The bill, introduced by Sens. Richard Blumenthal (D-CT), Marsha Blackburn (R-TN), and Amy Klobuchar (D-MN) would force the biggest app stores—most notably Apple’s App Store, because it currently prohibits the practice—to allow side-loading of third-party apps. Apple has long prioritized security and integration for its customers over the more open approach this legislation would mandate. The advantage for Apple users is a “walled garden” that offers increased peace of mind thanks to a more closed and heavily vetted online ecosystem. Having voted with their wallets, millions of U.S. consumers seem to prefer that combination of benefits and restrictions.
But for those who would rather trade away some safety for more choice and flexibility, there’s the Google Play store and its Android operating system. Google already allows side-loading of apps onto its devices and its app store is accessible on a wide array of products. Millions of Americans seem to prefer this approach, in contrast to that of Apple’s.
Viva la difference!
But to force Apple into an approach more like Google’s would be to take consumer choice, which is a strange consequence for antitrust legislation. It’s not clear that degrading the advantages Apple offers is a tradeoff users have any interest in making. Better to let consumers exercise their own preference—and to try myriad other niche app stores beyond the App Store and Google Play—than to impose a one-size-fits-all regulatory regime that leaves them with fewer and degraded options.
Similarly, the bill’s prohibition on app stores requiring use of their own in-app payment system won’t necessarily benefit users. It would be good news for app companies big enough to offer their own payment system and looking to pocket the difference, but what will it mean for less tech-savvy consumers?

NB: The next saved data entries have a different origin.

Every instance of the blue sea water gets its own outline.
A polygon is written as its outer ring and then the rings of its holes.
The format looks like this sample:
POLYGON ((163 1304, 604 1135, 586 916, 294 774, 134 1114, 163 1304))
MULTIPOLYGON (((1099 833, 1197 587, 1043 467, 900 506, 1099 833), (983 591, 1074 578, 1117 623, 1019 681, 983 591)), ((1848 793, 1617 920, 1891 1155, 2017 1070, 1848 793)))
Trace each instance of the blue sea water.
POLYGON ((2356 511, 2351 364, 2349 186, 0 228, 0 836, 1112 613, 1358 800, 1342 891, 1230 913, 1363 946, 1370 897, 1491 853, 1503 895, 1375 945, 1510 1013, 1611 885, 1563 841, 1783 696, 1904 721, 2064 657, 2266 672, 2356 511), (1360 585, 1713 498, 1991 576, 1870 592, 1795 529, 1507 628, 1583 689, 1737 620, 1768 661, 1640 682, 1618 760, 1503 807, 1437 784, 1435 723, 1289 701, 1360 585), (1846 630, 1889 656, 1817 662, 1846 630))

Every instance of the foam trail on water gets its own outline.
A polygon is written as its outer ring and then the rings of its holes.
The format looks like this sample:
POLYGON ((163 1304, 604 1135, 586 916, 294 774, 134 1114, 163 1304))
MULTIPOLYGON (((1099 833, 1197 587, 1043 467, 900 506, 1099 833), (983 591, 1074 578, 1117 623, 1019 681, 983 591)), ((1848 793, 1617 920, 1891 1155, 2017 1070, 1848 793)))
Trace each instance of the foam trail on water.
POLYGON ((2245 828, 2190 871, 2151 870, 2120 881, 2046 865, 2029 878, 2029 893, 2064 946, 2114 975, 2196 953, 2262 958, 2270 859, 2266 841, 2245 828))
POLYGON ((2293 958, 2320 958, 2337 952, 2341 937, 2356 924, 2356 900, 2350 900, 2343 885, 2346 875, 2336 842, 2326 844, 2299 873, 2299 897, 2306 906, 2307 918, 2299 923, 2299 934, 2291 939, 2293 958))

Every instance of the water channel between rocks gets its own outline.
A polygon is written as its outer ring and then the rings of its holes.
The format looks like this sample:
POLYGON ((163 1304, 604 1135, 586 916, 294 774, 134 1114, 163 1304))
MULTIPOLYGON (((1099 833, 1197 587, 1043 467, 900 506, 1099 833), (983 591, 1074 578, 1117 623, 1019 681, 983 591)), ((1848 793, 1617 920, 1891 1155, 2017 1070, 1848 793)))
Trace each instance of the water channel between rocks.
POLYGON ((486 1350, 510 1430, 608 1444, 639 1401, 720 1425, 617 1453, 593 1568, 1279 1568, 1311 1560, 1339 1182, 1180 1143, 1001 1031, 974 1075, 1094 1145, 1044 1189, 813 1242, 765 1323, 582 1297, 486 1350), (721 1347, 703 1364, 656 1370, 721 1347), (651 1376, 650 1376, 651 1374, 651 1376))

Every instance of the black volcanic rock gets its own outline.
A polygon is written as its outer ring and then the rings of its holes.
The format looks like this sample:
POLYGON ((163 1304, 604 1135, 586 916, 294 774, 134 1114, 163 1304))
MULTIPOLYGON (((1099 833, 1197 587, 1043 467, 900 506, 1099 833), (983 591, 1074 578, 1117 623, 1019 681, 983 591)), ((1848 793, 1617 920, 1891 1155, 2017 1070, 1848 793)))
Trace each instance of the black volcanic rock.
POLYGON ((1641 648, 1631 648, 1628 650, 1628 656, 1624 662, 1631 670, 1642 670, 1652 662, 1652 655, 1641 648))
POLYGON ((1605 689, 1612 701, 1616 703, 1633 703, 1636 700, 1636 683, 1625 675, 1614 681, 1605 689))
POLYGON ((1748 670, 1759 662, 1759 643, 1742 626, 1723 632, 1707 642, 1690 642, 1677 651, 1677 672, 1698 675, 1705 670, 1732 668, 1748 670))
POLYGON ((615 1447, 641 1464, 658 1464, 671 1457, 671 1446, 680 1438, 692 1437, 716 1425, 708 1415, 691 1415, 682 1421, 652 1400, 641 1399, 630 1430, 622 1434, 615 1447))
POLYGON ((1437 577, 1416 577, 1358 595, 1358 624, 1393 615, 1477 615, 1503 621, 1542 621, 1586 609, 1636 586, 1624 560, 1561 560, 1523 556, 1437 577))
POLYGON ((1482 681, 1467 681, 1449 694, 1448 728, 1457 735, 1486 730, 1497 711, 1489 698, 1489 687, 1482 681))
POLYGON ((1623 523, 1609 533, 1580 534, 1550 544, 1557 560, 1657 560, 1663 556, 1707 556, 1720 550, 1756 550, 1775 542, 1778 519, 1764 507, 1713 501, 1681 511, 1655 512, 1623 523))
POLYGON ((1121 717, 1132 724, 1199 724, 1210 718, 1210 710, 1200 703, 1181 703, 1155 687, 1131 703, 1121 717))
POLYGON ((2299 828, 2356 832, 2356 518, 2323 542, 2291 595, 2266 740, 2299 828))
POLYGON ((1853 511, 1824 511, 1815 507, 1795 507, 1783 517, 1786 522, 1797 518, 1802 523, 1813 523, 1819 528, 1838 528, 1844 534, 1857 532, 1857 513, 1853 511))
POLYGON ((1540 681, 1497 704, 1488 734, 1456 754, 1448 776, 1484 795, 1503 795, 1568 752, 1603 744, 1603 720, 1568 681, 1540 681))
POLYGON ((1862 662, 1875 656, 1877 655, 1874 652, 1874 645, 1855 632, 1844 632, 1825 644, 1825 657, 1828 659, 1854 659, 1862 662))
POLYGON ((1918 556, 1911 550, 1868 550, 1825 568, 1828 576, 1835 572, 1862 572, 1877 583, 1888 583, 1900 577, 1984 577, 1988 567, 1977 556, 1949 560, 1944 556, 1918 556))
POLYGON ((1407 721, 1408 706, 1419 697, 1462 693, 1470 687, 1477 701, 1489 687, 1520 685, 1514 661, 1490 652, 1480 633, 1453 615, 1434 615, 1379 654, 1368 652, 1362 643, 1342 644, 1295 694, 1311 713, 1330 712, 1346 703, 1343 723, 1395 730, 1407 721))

Many users want the security and ease of a trusted payment system baked into their device. Consumers may not realize any reduction of in-app fees, but will likely endure increased hassle when canceling third-party payment arrangements if outside payment systems are allowed. They may also be at a higher risk of bad actors gaining access to their financial information. Google and Apple having your payment information presents fewer potential headaches than relying on an unknown processor that may be halfway around the world. Many consumers would probably just prefer to not have to think about it either way.
At its most fundamental level, this bill degrades how app stores can use their private property. The curtailing of how a company may use its property to contract with others should require evidence of consumer harm or market failure. This evidence is lacking—or at least unknown.
The bill has not benefited from even one hearing where experts might have been able to air these concerns. Additionally, potential security risks surrounding the legislation’s interoperability requirements could have been evaluated had the bill been put through regular order. The bill’s proponents wave away many of those very real security harms by pointing to the privacy and security hypocrisy of some tech firms operating in China. Perhaps they have a point, but the security of American consumers deserves to be taken seriously and fully explored by lawmakers before it’s put at risk.
While there are complaints against Apple and Google from those who would like the government’s help in telling others what to do with their property, that’s far from U.S. antitrust law’s main objective: To prevent consumer harm. There are real costs for substituting regulators’ opinions for the judgment of businesses with skin in the game. Ultimately, consumers will pay the costs.
Why assume that the federal government knows better how to run an app store than the companies that built them? The history of markets versus regulation counsels against that assumption.